The guy further argues that the novel seems to deal in the language of moral parable, with Chigurh as a sort of demonic archetype, but that this parable doesn't lead into anything except feeding the conservative language of personal responsibility and good vs. evil.
I forgot: the old men of the title, he argues, is the old world order of standdards and decency, represented by sheriff Bell. If that's true, then it reallly is a profoundly conservative novel. I can understand why the Coens were drawn to it, though. They always did have a penchant for (biblical) allegory and parable.
compelling take. definitely agree that the sheriff is a conservative character -- but don't think the coin toss lands in his favor, in terms of any kind of overriding messaging. (that's my read on the movie -- may play out very differently in the novel.)
that is, I don't think the film advocates for a more conservative world. the sheriff may lament it, but in the end he's pragmatic, not nostalgic.
(important to mention that conservatism as stance in the American West makes perfect organic sense in this context -- those old school guys are everywhere in the West -- my grandfather was one. an old school conservative who didn't even nearly resemble anything like what you would call Conservatism -- or Republicanism -- today.)
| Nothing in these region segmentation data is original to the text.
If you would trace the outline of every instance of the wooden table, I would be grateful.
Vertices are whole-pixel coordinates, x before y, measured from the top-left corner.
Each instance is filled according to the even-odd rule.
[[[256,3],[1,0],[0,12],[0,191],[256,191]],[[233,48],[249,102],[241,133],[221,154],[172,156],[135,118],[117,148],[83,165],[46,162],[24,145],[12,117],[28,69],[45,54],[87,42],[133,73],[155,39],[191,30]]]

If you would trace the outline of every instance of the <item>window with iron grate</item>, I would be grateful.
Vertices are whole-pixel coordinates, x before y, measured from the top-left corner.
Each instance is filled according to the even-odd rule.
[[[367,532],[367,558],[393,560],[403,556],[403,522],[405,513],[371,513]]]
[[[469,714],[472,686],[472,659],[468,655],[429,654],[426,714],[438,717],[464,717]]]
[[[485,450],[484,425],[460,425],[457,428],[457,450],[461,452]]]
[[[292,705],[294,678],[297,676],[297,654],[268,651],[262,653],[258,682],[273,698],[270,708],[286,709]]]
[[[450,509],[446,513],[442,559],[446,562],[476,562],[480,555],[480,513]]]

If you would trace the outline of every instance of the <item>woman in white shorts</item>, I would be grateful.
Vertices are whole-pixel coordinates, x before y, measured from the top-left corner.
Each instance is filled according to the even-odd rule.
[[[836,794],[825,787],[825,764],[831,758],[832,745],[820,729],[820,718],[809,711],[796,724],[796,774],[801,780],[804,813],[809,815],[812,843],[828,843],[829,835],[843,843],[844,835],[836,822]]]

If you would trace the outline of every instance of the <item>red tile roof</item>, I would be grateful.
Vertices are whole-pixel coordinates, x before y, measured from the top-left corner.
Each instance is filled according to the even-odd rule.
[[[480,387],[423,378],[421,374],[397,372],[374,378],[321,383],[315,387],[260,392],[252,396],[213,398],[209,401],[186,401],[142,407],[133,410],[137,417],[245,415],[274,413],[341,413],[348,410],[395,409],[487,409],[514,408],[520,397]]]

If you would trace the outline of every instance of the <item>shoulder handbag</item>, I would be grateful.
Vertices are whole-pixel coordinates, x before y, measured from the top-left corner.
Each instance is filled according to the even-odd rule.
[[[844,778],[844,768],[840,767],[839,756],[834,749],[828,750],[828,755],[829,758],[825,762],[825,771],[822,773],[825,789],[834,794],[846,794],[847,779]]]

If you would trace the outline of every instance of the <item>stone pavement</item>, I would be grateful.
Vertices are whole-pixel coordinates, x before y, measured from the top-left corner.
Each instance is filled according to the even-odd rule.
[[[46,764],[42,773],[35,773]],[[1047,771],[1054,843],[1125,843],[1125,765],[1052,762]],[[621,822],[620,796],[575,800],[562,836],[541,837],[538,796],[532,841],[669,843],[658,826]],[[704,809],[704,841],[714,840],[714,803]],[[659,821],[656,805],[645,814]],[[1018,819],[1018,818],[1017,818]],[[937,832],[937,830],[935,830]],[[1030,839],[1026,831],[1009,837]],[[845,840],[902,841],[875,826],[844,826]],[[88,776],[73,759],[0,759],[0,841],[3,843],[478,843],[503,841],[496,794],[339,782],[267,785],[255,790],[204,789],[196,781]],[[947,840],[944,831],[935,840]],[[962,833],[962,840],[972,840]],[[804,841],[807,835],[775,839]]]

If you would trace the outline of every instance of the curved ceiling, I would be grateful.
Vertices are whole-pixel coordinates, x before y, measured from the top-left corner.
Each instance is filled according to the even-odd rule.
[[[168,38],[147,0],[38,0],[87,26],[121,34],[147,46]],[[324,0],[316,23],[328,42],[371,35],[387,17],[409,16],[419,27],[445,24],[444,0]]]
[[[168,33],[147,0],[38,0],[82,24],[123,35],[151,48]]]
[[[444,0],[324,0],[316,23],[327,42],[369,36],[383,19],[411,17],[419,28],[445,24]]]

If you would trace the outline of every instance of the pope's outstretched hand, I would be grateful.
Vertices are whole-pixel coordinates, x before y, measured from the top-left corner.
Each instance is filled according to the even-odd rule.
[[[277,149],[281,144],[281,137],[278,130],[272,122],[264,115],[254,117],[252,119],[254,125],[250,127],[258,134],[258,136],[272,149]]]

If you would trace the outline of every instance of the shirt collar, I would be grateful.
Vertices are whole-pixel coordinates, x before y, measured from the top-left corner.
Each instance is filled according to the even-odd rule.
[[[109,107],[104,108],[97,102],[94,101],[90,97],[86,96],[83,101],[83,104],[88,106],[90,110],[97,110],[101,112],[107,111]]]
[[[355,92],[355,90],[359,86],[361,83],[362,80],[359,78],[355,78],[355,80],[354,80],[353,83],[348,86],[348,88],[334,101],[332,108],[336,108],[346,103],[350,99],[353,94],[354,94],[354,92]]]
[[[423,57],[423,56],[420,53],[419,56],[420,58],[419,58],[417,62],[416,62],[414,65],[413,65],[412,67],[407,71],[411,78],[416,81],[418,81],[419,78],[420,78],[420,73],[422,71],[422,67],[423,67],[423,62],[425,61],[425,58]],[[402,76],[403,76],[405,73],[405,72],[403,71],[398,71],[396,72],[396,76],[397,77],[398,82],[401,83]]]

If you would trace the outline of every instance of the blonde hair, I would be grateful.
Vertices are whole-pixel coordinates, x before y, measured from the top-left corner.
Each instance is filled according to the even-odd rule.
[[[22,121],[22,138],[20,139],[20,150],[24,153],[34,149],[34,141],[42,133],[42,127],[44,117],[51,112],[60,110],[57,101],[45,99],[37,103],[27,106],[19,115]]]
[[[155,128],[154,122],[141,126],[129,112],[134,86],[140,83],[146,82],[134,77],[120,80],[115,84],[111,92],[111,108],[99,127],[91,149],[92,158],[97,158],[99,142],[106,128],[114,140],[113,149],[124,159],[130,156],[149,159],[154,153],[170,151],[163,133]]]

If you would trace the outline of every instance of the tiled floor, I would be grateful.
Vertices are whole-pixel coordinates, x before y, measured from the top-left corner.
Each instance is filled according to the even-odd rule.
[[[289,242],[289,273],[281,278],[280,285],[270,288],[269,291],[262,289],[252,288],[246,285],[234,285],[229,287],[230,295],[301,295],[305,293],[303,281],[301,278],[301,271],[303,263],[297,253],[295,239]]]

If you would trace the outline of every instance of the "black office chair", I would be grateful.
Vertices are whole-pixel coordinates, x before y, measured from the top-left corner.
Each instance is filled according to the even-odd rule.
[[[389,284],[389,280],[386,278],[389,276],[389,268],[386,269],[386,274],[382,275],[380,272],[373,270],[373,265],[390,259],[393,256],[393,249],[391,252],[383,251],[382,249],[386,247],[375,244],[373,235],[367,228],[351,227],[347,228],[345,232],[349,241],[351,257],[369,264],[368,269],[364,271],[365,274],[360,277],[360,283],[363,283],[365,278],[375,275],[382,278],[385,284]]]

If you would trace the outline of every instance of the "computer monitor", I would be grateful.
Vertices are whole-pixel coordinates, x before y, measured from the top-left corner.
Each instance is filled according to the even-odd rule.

more than anything I think the sheriff is trying to find his place within the changing world. and I'm not entirely sure that he succeeds -- instead he retires, as if he's bowing out and giving up.
I would argue that there's no certainty *anywhere* in this film -- it's highly ambiguous. unsettled and uncertain.
yeah: gonna think on this awhile. and see it again. and maybe mouth off some more.
and go see it! I want to hear your take on the film. :)
Yeah, I know. I miss the old Republican Party. I like conservatives, when they actually are conservatives. I disagree with them, but like arguing about them. I miss the republican party of Abraham Lincoln, y'know.
Anyway, I agree with the bowing out/retirement interpretation. I read a quote somewhere that he has a dream, at the end, where his father rides ahead of him to make camp in the dark woods. Obviously an impending-death metaphor, but also something about making one's way through a world that's going dark.
We get movies six months to a year after the US, I'm afraid. So it'll be a while.